Microsoft Agrees To Offer Browser Choice in Windows 8
Steve Ballmer gives personal assurances Microsoft will play fair
Microsoft CEO Steve Ballmer has promised to cooperate with guidelines set out by the European Commission that require his company to offer a choice of browsers in its upcoming Windows 8 operating system.
Ballmer’s pledge came after various complaints relating to browser choice on Windows. Several companies, including Google and Mozilla, had complained Microsoft was blocking Internet Explorer alternatives as part of its Windows on ARM architecture.
Earlier this year, Microsoft was in hot water with the EC when it emerged that millions of Europeans who were using Windows 7 had never seen the automatic “ballot screen” offering a choice of browsers, necessary under a 2009 antitrust agreement.
Past experiences
In July, the EC opened an investigation to establish whether Microsoft followed rules set out in a legally-binding agreement, which forced it to offer alternatives to the Internet Explorer web browser.
Under the 2009 agreement, the company was expected to offer an automatic “ballot screen” that would let European Windows users choose between 12 different browsers after OS installation.
However, the Commission said it had received information that indicated Microsoft failed to introduce the browser choice screen with the first Service Pack for Windows 7, despite claims to the contrary made in the vendor’s annual report.
Microsoft had later admitted that it failed to meet the requirements due to a “technical error”, launched an internal investigation and voluntarily extended the time during which it should offer the “ballot screen” by 15 months. The parallel EC investigation is still ongoing.
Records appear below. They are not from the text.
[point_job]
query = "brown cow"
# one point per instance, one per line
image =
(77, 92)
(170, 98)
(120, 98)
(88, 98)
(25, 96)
Now, the Commission is also investigating complaints that Microsoft does not provide rival browser designers with access to essential APIs on its Windows 8 version for ARM-based PCs. According to Mozilla general counsel Harvey Anderson, this means “that only Internet Explorer will be able to perform many of the advanced computing functions vital to modern browsers in terms of speed, stability and security to which users have grown accustomed”.
It seems that the largest software maker in the world has understood it can’t fight the EC, and this time, it is trying a diplomatic approach.
“In my personal talks with Microsoft CEO Steve Ballmer he has given me assurances that they will comply immediately regardless of the conclusion of the antitrust probe,” European commissioner Joaquin Almunia said at an economic conference in northern Italy, as reported by Reuters.
In 2004, the EC fined Microsoft €497 million for abusing its dominant position in the market. The company paid the fine in full, but had delayed conforming to the new guidelines. As a result, it was fined again in June 2006, for an additional €280.5 million.
In February 2008, the EU fined Microsoft once again, this time a mammoth €899 million – the largest penalty ever imposed in 50 years of EU competition policy, until 2009 and the €1.06 billion Intel fine. This year, the company had attempted to appeal the penalty, but was not successful.